まあ、私はどちらかというと喋るときは考えすぎるくらいだから、失言をするようなことはないと思う。けど、会話の途中で妙な間を生み出してしまう可能性は大いにある。
だから、私の内から溢れてきそうになっている感情は押さえ込む。長い間この感情と付き合っているから、最初の頃に比べればずいぶんと御しやすくなってきた。
この感情に気づいたばかりの頃は、お姉様の顔を見ながら話す余裕もなかった。あの頃の私をお姉様はどういうふうに見ていたんだろうか。余裕のなかった私が見た限りでは不審には思われてなかったと思う。そんな主観に信憑性があるかと聞かれれば、ないと断言することができるけど。
実際にどうだったのか気になる。けど、聞くことはできない。どうやって聞き出せばいいからわからない。
私の感情を隠しながら上手く説明できる自信がないのだ。
「別に、お礼なんていいわよ。貴女に喜んで欲しくて作ったんだもの。言葉よりは、嬉しそうに食べてくれる姿を見せてくれれば十分だわ」
なんでもないことのように言って、またワゴンの方へと戻っていく。
私にとって、お姉様の一言一言は強烈すぎる。それだけ、お姉様が私のことを愛してくれているという証なんだけど、いかんせん何度も言われていると耐えられなくなってしまいそうだ。

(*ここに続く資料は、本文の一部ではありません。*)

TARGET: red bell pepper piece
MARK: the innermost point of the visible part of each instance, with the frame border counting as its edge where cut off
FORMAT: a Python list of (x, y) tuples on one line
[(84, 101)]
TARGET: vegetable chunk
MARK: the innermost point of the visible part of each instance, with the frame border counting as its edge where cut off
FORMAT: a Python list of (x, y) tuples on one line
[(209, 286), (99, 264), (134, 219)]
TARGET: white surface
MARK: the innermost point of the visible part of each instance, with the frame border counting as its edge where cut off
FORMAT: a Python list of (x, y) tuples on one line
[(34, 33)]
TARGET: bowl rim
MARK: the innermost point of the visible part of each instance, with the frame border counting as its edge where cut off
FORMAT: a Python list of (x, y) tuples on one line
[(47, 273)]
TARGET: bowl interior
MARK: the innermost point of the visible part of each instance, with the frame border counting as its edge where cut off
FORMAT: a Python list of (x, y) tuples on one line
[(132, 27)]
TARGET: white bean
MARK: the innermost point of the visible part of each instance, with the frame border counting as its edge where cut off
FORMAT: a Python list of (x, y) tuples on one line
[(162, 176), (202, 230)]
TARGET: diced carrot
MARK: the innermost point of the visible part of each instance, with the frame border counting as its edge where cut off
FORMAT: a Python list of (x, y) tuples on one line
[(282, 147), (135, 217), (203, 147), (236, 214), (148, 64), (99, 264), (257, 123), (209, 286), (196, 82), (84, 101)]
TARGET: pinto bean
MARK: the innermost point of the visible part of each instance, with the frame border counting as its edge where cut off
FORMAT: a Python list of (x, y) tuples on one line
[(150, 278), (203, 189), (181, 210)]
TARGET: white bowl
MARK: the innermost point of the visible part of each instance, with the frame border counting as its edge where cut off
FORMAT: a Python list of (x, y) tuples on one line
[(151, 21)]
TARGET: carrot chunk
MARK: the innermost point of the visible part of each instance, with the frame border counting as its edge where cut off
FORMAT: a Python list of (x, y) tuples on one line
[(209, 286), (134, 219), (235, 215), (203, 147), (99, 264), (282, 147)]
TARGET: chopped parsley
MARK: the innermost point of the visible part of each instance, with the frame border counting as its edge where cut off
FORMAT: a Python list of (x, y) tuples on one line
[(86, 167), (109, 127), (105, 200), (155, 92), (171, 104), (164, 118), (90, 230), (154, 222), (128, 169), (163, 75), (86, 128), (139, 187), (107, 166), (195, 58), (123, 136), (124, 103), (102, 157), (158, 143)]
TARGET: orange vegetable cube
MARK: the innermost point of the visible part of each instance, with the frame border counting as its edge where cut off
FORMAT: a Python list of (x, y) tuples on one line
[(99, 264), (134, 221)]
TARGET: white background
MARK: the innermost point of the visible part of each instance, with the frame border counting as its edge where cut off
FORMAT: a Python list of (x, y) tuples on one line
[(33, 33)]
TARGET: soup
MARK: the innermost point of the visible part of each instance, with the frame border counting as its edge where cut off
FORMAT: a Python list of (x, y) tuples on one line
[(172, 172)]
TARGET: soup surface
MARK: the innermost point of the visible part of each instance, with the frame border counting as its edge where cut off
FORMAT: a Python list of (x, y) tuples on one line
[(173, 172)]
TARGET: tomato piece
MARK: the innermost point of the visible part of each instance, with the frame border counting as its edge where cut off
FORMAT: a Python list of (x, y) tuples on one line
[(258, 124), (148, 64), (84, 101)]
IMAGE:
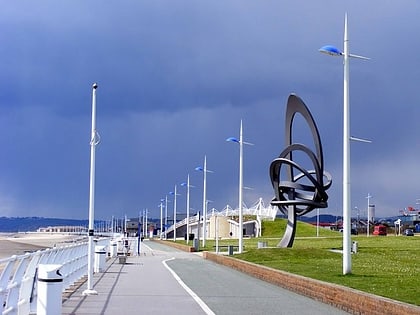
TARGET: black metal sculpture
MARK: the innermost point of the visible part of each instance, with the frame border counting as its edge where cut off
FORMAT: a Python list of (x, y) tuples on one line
[(297, 190)]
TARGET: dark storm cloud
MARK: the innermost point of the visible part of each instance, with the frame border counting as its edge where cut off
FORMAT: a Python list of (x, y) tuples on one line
[(175, 78)]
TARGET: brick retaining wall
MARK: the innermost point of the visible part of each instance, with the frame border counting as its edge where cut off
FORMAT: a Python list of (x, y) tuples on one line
[(347, 299)]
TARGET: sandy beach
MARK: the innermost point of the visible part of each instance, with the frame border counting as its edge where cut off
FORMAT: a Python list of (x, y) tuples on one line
[(21, 243)]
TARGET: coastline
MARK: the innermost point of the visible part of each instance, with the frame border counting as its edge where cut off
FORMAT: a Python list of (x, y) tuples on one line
[(21, 243)]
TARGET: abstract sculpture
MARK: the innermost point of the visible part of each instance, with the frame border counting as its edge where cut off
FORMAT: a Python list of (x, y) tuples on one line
[(298, 190)]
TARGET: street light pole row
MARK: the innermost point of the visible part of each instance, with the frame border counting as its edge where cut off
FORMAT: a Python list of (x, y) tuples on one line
[(333, 51)]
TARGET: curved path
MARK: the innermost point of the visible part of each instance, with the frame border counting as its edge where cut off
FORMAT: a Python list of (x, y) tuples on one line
[(163, 280)]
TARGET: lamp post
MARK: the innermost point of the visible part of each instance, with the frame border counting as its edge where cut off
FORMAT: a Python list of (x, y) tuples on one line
[(368, 214), (187, 184), (175, 194), (166, 215), (241, 184), (161, 218), (205, 171), (94, 141), (333, 51)]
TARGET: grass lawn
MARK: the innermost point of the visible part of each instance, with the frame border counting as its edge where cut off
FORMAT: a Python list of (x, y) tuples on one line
[(384, 265)]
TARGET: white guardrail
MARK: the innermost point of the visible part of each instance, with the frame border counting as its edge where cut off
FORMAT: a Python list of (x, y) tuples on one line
[(18, 279)]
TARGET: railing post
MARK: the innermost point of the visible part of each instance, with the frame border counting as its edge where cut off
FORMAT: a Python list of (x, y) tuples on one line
[(50, 287)]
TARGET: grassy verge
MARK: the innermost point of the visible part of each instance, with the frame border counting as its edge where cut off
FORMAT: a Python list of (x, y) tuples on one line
[(386, 266)]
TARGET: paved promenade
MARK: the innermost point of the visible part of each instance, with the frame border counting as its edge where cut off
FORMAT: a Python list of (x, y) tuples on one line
[(163, 280)]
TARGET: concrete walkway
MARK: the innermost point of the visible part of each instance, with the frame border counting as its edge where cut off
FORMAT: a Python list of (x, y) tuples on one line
[(163, 280)]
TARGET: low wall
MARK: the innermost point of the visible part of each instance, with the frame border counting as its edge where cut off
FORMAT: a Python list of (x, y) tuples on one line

お姉様がこちらに背を向けている間に、胸に手を当て息を吸う。そうして、少しでも気持ちを落ち着けようとする。
ワゴンの傍へと戻ったお姉様は、ティーポットから紅茶を注ぎ始める。私の心の揺れには気づいていないようだ。
頬杖をついてお姉様の姿を眺める。さっきの一息で心は落ち着きを取り戻している。
お姉様が紅茶を注ぐ姿はとても様になっている。内にある気品が滲み出てきているようだ。とても遠い存在のように思える。
けど、誰よりも近しい存在であることをわかっているから、不安にはならない。そんな雰囲気を醸し出せるお姉様への尊敬の念が高まるだけだ。
ずっと、いつまでも眺めていられそうだ。
静かな部屋の中に響くのは紅茶がカップへと注がれていく音だけ。耳朶が心地よく揺らされる。
私にとっての至高の穏やかさがここにある。ほわりとした幸せが、胸の中に広がっている。
「……よくよく考えてみると、さっきのは自惚れすぎだったかしらね。まあ、気にせず食べてちょうだい。美味しくなかったら、今度は美味しくできるように頑張るから」
カップに紅茶を注ぎ終わった頃、少し気恥ずかしそうに言う。
そういう態度を取らなくてもいいのにと思う。私がお姉様の作った物を食べて嬉しくならないなんてことがあるだろうか。いや、そんなことは決してない。
だというのに、少々自信がなさそうにしているお姉様が少し許せない。自信に溢れているお姉様を見ていたいわけではないけど、自分自身を過小評価している姿は見たくない。私が、一番誰よりもお姉様のことを評価しているから。
「自惚れなんてことはないよ! お姉様が今まで作ってくれたお菓子はとっても美味しかった。だから、今回も絶対に美味しいよ!」
だから、テーブルに手を突いて立ち上がり力説した。当然、お皿の置いてある部分は避けて、アップルパイをひっくり返してしまわないように配慮した。
「ありがとう。そう言ってくれて嬉しいわ」
ふわりと微笑みを浮かべてくれた。
いつまでも見ていたい綺麗な表情だった。
「でも、はしたないから、大人しく座りなさいな」
けど、すぐにそれは苦笑へと変わった。子供をたしなめる母親のようだ。実際の母親はそんなことしてくれなかったけど、本から寄り集めた印象からそう思う。
「はーい」
十分に見ていられなかったことに不満を抱きながらも、言われたとおりに座る。
今はしっかりと見ていることができなかった。だけど、私がお姉様の作ったアップルパイを食べれば、私の見たい表情に近いものを浮かべてくれるだろう。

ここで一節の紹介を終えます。